³ _{Typically, the program (login, su, …) starts with root privileges, and keeps (at least a part of itself) root as its saved user ID but changes its effective user ID to the a dedicated system user (when logging in) or to the invoking user (when elevating privileges). This minimizes the risks of a security hole in the login program that allows an attacker to get partial control of the login program (e.g. read files) but not the ability to execute arbitrary code. Elevating privileges requires calling a dedicated system call such as seteuid.}

Answer 3

The binary responsible for computing the hash of the input password is typically part of the authentication system and is not implemented by the kernel. In most Linux distributions, this is handled by a program called crypt or passwd, and the specific binary used may vary by distribution.

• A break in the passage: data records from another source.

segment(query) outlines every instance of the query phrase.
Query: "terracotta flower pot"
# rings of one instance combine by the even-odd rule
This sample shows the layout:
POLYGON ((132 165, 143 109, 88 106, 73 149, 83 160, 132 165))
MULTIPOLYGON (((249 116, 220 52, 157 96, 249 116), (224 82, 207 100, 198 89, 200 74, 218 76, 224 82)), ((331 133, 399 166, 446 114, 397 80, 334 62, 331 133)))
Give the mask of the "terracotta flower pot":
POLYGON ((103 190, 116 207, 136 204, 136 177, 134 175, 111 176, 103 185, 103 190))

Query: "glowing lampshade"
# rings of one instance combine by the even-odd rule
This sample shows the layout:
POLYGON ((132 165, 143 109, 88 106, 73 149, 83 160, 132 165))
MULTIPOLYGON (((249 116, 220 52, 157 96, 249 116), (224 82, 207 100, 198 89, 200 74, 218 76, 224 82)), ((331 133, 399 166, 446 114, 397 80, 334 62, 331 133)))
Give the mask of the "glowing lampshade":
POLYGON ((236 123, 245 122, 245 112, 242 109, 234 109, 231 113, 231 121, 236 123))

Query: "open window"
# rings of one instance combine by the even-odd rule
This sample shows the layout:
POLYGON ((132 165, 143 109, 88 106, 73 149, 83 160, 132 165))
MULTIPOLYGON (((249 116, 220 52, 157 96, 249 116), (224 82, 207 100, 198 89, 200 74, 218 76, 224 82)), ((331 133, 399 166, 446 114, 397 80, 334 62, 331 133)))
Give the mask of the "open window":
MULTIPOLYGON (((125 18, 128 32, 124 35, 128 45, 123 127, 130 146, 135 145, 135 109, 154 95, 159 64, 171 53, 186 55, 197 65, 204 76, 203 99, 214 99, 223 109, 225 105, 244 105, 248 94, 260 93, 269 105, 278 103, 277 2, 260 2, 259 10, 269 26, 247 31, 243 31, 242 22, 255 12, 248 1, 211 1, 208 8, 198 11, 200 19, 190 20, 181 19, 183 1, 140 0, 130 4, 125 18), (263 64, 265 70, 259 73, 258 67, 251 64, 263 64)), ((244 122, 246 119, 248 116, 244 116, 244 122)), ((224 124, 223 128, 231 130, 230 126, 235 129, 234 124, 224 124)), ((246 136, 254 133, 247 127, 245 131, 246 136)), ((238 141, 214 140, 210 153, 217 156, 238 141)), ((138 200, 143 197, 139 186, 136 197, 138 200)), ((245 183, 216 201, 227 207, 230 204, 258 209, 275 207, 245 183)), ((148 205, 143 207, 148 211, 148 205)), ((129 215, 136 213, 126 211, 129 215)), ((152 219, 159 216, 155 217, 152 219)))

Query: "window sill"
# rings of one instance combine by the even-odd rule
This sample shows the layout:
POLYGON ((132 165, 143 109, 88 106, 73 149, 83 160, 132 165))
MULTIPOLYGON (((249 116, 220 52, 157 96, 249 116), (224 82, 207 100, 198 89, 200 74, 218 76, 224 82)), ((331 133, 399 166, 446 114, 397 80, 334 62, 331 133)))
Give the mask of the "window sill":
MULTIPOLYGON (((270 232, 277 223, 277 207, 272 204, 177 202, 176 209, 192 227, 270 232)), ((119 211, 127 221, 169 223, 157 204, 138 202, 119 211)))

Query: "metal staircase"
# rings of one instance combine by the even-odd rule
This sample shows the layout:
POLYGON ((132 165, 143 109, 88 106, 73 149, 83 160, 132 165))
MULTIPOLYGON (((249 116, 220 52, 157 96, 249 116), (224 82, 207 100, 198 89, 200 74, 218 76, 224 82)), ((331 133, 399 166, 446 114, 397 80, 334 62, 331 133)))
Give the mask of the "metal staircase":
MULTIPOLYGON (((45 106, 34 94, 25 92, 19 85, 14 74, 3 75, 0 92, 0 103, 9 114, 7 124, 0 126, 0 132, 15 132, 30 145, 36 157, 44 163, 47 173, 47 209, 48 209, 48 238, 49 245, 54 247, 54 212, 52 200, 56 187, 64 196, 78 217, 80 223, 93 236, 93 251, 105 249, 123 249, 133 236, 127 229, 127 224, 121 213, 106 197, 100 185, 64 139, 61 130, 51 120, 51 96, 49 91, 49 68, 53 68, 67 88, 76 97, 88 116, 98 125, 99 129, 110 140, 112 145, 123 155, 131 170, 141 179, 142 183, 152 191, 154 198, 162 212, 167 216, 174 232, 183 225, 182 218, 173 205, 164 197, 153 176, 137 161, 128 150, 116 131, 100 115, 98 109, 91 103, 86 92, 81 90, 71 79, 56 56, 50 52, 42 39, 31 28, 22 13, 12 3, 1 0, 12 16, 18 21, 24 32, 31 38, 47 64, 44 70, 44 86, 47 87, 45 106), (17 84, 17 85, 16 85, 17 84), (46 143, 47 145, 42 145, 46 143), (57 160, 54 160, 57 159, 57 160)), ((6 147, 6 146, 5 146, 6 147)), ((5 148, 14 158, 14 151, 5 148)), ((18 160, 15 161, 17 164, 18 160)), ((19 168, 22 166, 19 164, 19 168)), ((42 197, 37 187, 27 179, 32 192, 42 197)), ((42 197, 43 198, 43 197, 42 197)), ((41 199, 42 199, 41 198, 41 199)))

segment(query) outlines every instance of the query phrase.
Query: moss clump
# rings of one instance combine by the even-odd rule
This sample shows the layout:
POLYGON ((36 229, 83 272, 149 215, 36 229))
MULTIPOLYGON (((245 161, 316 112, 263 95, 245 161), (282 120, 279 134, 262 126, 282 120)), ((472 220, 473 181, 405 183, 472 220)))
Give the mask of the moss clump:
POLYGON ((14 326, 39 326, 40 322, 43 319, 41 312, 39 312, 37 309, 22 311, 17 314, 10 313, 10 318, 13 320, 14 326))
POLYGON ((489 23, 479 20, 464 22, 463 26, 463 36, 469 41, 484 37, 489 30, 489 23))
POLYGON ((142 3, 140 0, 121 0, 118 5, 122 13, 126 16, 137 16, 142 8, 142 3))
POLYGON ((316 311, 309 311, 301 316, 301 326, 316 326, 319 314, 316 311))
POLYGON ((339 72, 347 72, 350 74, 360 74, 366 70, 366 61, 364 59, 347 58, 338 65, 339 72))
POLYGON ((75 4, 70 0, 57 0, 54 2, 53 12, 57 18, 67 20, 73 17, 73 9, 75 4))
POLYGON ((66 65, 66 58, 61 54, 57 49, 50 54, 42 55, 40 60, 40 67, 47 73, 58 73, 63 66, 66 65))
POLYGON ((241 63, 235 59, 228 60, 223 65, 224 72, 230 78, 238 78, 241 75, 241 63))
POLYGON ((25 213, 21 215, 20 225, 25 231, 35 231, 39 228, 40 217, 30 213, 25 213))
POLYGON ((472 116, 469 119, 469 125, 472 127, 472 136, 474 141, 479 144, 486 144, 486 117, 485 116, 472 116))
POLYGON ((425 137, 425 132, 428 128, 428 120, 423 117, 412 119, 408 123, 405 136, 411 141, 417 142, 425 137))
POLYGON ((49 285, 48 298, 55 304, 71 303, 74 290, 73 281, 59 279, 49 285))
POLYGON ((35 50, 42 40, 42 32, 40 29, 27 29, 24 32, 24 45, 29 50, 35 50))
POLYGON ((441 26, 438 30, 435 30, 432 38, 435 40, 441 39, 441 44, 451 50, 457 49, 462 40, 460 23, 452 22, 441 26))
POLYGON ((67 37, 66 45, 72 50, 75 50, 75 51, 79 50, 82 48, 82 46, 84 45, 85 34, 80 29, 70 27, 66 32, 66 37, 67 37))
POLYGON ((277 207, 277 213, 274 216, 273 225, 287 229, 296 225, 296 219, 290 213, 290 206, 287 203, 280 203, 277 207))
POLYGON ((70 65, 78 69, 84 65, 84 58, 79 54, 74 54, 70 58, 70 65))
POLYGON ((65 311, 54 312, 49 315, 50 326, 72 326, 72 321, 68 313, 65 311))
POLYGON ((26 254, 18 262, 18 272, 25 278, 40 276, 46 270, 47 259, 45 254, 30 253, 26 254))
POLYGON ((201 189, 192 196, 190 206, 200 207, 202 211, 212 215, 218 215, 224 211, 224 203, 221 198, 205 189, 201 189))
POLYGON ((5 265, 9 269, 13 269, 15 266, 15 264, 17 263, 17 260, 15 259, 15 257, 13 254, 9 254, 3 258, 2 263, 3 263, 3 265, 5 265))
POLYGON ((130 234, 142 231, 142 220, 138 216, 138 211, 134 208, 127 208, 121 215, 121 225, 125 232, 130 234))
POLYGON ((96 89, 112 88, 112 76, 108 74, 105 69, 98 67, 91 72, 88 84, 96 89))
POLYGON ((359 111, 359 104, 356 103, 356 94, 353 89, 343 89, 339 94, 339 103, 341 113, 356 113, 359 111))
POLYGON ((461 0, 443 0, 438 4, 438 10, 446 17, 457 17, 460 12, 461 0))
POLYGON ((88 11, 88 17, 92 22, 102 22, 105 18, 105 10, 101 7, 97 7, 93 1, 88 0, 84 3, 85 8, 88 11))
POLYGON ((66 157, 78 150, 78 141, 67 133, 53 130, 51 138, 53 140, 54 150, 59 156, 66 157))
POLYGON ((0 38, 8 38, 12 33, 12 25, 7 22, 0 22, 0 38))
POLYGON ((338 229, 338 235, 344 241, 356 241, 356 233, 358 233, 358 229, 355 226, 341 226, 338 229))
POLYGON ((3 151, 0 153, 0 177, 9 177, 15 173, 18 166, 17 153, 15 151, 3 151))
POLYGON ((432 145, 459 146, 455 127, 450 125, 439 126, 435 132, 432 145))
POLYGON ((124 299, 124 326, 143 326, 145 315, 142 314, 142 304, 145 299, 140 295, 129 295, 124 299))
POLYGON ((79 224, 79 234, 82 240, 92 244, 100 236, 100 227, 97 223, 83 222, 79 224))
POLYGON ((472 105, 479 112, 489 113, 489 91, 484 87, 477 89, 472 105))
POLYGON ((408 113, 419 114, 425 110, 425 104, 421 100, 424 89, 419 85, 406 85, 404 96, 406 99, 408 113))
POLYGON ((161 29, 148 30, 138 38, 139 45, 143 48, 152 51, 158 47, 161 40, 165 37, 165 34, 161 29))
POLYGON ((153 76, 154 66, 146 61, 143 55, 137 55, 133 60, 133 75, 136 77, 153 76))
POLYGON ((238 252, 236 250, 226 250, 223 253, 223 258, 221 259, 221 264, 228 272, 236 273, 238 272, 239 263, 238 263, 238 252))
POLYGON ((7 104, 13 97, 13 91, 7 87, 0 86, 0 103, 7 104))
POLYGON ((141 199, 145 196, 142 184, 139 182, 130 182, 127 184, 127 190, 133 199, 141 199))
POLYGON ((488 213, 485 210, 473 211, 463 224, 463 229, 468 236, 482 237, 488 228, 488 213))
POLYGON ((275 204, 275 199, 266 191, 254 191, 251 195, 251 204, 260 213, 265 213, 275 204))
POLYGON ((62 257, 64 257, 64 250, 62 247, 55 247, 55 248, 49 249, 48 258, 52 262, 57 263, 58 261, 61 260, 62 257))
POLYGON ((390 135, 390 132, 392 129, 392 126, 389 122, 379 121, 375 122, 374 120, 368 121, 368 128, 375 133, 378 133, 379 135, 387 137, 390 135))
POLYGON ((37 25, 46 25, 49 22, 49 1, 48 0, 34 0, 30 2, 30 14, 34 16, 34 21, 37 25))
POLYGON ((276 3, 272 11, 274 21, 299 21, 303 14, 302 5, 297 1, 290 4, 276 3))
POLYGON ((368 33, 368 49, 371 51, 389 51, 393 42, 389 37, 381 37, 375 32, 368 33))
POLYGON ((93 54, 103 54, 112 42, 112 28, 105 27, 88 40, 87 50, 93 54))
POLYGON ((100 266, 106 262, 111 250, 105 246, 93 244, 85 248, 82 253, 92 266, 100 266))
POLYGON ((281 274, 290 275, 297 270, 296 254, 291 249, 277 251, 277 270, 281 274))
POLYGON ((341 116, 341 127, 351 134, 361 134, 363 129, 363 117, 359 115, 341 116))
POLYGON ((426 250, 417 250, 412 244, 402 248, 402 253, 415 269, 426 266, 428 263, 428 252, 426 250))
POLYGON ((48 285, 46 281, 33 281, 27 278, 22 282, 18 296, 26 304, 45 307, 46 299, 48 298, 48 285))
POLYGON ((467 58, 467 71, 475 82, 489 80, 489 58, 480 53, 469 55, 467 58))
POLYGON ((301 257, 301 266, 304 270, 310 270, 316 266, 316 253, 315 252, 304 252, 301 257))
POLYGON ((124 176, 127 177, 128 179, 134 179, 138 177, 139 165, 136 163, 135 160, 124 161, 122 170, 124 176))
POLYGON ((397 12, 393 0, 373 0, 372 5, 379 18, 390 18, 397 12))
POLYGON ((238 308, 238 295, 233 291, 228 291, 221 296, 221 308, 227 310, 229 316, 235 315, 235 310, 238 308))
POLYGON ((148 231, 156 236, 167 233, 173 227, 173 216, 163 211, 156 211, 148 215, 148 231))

Here's a simplified overview of how it works:

1. When a user logs in or changes their password, the password is passed to the crypt or passwd utility.
2. The crypt or passwd utility computes the hash of the input password using a one-way cryptographic hash function. The specific hash function used can vary but is commonly based on algorithms like SHA-256 or SHA-512.
3. The computed hash is then compared to the stored hash in the /etc/shadow file for the corresponding user. Note that this means that the utility needs to have permission to read the shadow file.
4. If the two hashes match, the authentication is successful, and the user is granted access.

The hashing and password management are typically handled by user-space programs to ensure flexibility and compatibility with various password storage schemes and hashing algorithms. The kernel is only responsible for low-level interactions between the user-space authentication utilities and tracking what user each process runs as.